In the great Jesus story of the Samaritan who helped a Jew who had been beaten up on the road to Jericho, he explains to the lawyer seeking salvation that the Shemah must be paired with the commandment to love your neighbors as yourselves, even the neighbors who do not see things the way you see things. Can this guidance help us find our way through tragedies?

One false guidance for dealing with tragedy is apocalyptic thinking. Tragedy experienced or feared prompted Jewish and Christian apocalyptic visions. Should we ask Time and Space to build a bomb shelter under Seekers and stock up with years supply of freeze dried food? These stories keep coming around, despite the long history of never showing up as scheduled but tragedies and fears of tragedies do keep coming around, but without the Rapture.

The core apocalyptic story line goes like this. People do bad things to each other and don’t worship God the way they should. God gets mad at them and punishes them with tragedies. God relents and forgives the people because a faithful few kept the faith and God rewards them on Earth and or in Heaven. The story is that things are going terribly and there is no end in sight. The people who are doing the bad things should be punished, violently punished, painfully punished, while the faithful should be rescued and rewarded. Since the faithful are to weak to do the punishing it is up to God, and/or the agents of God like King Cyrus, to make things right.

As far as I can see, the only good news in apocalyptic stories is that the faithful should keep on being faithful and doing what they can do even in terrible circumstances. A current popular version of apocalyptic stories is that a super hero like Wonder Woman or the Black Panther saves the world from evil and the rest of us who are cheering them on will thrive.

Hosea did not offer apocalypticism. Jeremiah did not offer apocalypticism. Jesus did not offer apocalypticism.

In the time of Jesus, Rome’s exploitation of Judah and Israel was getting worse. The Jewish kings and priests were colluding with Rome and letting things get worse. In addition to personal corruption, the priests were given the big temple in Jerusalem that allowed them to feel like they owned Judaism. Jesus saw it for what it was and challenged it with stories like the story of a Samaritan who helped a Jew, a story that included the guidance of the Shemah. After the death of Jesus, the destruction of the Temple, and the genocide of Jewish and Christian leaders, Luke, and other authors of Christian scripture, gave in to apocalypticism. Paul was focused on the Christ of his vision on the Damascus road and had little or nothing to say about Jesus.
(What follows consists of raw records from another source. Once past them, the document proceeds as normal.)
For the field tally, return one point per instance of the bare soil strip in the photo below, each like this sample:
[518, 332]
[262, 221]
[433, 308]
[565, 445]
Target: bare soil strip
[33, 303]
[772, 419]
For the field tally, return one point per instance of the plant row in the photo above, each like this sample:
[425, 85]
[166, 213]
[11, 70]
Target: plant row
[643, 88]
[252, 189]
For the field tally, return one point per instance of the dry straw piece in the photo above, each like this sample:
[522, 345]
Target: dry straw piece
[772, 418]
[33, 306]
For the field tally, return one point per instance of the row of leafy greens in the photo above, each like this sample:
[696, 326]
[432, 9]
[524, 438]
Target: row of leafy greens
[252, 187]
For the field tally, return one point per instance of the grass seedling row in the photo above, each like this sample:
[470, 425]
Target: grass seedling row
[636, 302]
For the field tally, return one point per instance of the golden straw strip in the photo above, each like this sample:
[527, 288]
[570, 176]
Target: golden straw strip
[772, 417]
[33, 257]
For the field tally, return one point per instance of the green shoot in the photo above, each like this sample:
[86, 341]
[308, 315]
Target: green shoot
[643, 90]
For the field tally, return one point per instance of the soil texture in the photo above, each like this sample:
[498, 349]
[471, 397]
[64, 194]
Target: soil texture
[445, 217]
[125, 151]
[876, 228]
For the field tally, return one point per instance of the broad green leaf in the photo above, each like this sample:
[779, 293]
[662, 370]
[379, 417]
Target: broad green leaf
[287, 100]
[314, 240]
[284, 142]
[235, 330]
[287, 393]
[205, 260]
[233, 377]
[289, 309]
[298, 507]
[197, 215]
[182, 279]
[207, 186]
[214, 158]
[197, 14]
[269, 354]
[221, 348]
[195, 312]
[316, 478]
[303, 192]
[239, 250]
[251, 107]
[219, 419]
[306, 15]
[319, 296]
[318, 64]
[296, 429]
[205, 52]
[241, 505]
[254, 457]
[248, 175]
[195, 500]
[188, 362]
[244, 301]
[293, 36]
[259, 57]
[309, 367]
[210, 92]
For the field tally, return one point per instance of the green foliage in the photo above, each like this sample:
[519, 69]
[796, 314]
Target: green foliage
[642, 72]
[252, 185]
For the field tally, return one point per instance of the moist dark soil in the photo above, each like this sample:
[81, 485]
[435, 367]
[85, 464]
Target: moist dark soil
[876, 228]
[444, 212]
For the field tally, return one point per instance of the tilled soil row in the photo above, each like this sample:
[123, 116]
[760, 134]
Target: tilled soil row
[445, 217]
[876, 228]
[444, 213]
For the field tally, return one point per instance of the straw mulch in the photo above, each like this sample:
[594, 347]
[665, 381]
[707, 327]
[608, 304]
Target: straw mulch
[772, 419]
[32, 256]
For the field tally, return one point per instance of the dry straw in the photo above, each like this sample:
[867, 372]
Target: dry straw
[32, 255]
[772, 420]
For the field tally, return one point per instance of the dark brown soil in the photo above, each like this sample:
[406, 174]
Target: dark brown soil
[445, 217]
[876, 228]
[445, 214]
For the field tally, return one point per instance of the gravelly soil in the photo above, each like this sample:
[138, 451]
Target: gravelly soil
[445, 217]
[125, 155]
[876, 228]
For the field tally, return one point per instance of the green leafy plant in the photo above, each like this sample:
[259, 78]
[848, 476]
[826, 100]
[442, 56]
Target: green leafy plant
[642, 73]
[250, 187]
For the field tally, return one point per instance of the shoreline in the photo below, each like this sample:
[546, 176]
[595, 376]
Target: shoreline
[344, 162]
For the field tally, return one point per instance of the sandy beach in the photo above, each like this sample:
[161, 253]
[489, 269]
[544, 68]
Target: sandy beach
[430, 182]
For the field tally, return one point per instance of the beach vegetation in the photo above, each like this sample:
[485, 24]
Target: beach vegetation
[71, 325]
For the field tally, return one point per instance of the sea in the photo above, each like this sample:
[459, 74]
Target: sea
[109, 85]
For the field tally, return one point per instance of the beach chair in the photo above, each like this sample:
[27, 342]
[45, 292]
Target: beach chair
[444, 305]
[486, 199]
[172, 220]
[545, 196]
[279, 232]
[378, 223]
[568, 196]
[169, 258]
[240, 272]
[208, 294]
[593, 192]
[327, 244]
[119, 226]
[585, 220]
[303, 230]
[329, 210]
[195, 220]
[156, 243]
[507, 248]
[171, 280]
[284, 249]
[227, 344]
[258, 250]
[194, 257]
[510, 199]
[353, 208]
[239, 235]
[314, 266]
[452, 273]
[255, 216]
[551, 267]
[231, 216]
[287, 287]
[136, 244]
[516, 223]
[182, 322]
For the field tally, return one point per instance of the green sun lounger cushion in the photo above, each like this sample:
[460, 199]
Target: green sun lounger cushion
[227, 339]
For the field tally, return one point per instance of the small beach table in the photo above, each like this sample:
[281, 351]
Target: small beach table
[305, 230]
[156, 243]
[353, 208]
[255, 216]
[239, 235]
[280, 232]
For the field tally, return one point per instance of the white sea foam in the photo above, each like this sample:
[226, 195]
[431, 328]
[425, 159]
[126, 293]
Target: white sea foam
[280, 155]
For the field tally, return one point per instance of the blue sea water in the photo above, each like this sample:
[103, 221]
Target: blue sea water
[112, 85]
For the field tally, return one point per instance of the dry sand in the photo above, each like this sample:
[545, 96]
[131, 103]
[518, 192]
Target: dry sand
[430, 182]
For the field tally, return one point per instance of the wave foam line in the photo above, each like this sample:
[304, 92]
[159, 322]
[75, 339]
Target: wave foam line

In the times of Luke, things were getting worse. Enmity was breaking out between between synagogue Jews and Gentile Christians even though they had cooperated somewhat for decades. Jews were given a pass by Roman Caesars while some Christians were sawed in half and fed to lions. In Rome, Christians were reduced to secret meetings in the catacombs.

Christian Testament apocalypticism shows up not only in Revelation but also in the gospels. In Luke, instead of lifting up the good work of the close followers of Jesus, we get twelve apostles whose job was to be judging the twelve tribes of Israel in the end days, while Jesus would judge the Gentiles.

When the apocalypse didn’t happen on time, Christian leaders began redirecting the time of salvation from soon to come end days to a vague some time. Salvation after death in Heaven for those who remain faithful, while enemies burn forever in Hell, moves apocalypticism out of human time to imagined heavenly time.

I’m angry about injustice and I fear some paths to cataclysmic tragedies. Despite my angers and fears, I am sticking with the guidance of Hosea, Jeremiah, and Jesus. I’m going to keep loving God with all of myself. I’m going to keep on caring about my neighbors, including you my closest neighbors. I’m going to keep on following my callings as I am able and I hope to remain thankful for the good gifts I have been given even though the tragedy of my death is certain and the tragedies that are possible for my children and grandchildren are frightening.

Jesus grew up and lived in Galilee, the ancestral home of the Northern tribes of Naphtali and Zebulon. He inherited the stories and guidance of Hosea and Jeremiah and had the courage to do his part in Jerusalem.